In Search of Sabbath: It's not all about you

If the last few posts haven’t convinced you to start some Sabbath rhythms in your life, I hope this one will. Because your Sabbath rest is not all about you. If you refuse to rest, you may be refusing others their rest. In this post I talked about how Sabbath isn’t given to us by God as a restricting command, but as a gift from the one who knows us best saying, you need to get some rest! He also wanted the Israelites to keep the Sabbath because when they honored this rest, it gave rest to the people who were dependent on or worked for them. And it didn’t stop there. It gave their animals rest, and even the land.

In our culture there is a chain of rest restrictions we place on one another. It feels impossible to take a break because it could set off a negative reaction affecting those who rely upon us or on whom we rely. At least that’s what we tell ourselves. The truth is, your choosing to rest could have a domino affect that, rather than bringing disaster, releases you and those around you from the burnout that defines our culture. We influence people by giving them rest and by teaching them to give us rest. It just takes one domino to start the reaction, let’s do it!
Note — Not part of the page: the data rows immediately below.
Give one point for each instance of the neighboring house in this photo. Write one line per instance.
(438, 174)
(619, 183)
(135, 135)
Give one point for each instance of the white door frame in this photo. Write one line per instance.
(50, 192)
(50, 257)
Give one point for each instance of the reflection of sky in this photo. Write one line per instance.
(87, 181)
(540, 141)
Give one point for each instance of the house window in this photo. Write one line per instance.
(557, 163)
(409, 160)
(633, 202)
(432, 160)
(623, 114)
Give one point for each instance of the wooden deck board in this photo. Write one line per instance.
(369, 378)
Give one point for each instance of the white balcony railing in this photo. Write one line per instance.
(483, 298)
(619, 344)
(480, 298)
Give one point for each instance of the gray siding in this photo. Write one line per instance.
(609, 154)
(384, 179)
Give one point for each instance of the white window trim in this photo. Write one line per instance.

How to teach others to give you rest:

The unfortunate reality is we have to teach people how to give us rest. And the way to do that is by rhythm. Decide when/where you would like to protect your rest, and begin a rhythm to teach people about those boundaries. You will get push back at first, but after a while, the people from whom you need rest often become the ones who become your rest protectors.
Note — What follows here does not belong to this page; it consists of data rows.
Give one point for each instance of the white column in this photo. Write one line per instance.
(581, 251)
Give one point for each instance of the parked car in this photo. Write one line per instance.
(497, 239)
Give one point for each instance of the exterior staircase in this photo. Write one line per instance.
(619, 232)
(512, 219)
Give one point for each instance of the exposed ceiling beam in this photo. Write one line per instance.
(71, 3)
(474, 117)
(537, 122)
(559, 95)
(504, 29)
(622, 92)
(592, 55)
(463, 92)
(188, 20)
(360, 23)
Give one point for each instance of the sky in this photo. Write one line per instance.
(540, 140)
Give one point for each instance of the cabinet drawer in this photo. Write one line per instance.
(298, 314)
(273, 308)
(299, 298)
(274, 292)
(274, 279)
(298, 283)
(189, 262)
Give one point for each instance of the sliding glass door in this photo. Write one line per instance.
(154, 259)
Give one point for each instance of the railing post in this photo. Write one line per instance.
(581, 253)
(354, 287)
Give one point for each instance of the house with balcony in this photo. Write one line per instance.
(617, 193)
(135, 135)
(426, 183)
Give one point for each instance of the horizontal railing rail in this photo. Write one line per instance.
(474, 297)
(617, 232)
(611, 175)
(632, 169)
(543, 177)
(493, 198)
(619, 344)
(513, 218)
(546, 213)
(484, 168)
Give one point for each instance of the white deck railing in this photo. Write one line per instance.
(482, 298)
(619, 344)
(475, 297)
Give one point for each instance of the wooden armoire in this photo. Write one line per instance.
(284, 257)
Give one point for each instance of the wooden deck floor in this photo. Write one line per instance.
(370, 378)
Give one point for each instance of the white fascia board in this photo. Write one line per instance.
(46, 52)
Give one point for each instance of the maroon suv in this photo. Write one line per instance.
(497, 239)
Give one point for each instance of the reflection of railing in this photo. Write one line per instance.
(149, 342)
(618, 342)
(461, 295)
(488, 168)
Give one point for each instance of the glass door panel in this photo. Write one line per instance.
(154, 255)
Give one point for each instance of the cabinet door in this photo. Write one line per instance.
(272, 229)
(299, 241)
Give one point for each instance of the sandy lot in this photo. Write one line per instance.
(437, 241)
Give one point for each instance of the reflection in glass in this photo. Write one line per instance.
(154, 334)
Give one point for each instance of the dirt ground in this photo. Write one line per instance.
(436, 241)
  • Texts/emails. If you tell yourself that you have to check your phone after every notification because people need quick responses, that’s a lie. There may be one or two urgent messages a year that truly need immediate response (depending on your line of work), but what is the cost of interrupting your day 30 times because you treat every notification as one of the urgent? If you think people need an immediate response from you, it’s because you’ve trained them to expect that. Which means you can untrain them. Start by choosing a weekly time that you are unreachable electronically. It could be one day, one evening, or one hour. People may get frustrated, but they’ll soon learn to respect your time and even protect it from others. The important thing isn’t as much the weekly time off, but the fact that you have trained others how to give you time off when you need it. So when you have a busy season and truly need a vacation, your people know how to give it to you.
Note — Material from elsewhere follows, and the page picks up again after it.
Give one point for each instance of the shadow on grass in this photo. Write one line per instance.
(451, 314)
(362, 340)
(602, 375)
    • Put your electronics to work with this one. First, turn off all of your notifications. You don’t need a ding every time you get an email or someone posts on your FB page. Second, set up automatic replies, such as an email that says you won’t be checking email that day or a text that says you don’t receive texts while driving. By setting this up once you can continually send a message to people that your schedule isn’t dictated by outside influence. You control your time and energy. And it sends them the message that maybe they can to.

  • Invitations/commitments. It’s hard to say no. And saying you need rest or time with your family, unfortunately, doesn’t always feel like a good excuse. So you say yes, sacrificing to guilt the rest or family time you need. But if you’re used to saying no and your friends are used to hearing it, it makes it easy. What needs the most protection in your life right now? Is it a date night, family time, or personal rest? Choose one and start a weekly rhythm of protection. Whether it’s a date night every Thursday night, Family day every Friday, or your personal Sabbath every Tuesday morning, guard that time. When people try to set up appointments during those sacred times, you say no, that’s my family day. Again, you’ll be surprised how quickly people start protecting that time for you. And, more importantly, when life throws wrenches at you and you need extra rest or time with your family, your people know how to give it to you.

  • Kids. Start implementing 10 minutes a day of rest time with specific instructions of what is allowed and what is not. Just make sure one of the rules gives you alone time. If you have little kids you’ll need to take advantage of naptime or an older sibling who can watch them. When you have one of those days when extra rest is needed, you can tell the kids you’re taking a short rest time, and they know what to do! It also helps remove the responsibility they may feel in causing your crankiness, because rest time is a normal thing, not something associated with your times of stress/frustration.

How to give others rest:

Is there anyone who does not get their needed rest because you refuse to take yours? Think about the people around you, starting with those closest to you. Your spouse, kids, extended family, friends, coworkers, boss, employers, etc. Do your late nights affect your family? Does your habit of working over the weekend mean your coworkers have to work too? You may think there’s little you can do to influence someone else’s rest, but I disagree. Here’s some ideas to get you started:

  • Set boundaries on your work time: I won’t work past 5pm, or I won’t work on Saturday. You can even put your lights on a timer to help you follow through.

  • Don’t participate in Black Friday, or at least the deals that start on Thursday evening. Let those workers enjoy the holiday.

  • Don’t go to stores or get coffee on Christmas Day. If enough of us stop, those minimum wage Starbuck’s employees can have Christmas with family or friends.

  • If you are a parent, take one thing out of your kid’s schedule. Rest and freeplay is more important to them than soccer, gymnastics, or piano.

  • Petition for longer maternity/paternity leave within your company.

  • If you are in any sphere of leadership, whether a parent, employer, coach, politician, or pastor, use your position to bless those you can, be it one person or an entire nation (thanks President Cleveland for Labor Day!!). Increase paid time off for your employees or an opportunity for sabbatical. Give longer maternity leave. Turn off the internet in your building at 5pm. Schedule less practice/games. Don’t schedule tournaments over the holidays. Change your store hours. Close your restaurant one day a week.

You may know that we use the summers to rest from our regular Missio Community rhythm, but did you know that as a church we intentionally take two Sundays off during the year to give our pastors, leaders, and volunteers a rest (as well as the opportunity for you to worship in your homes or with other churches)? What can you do to join us in this movement of rest?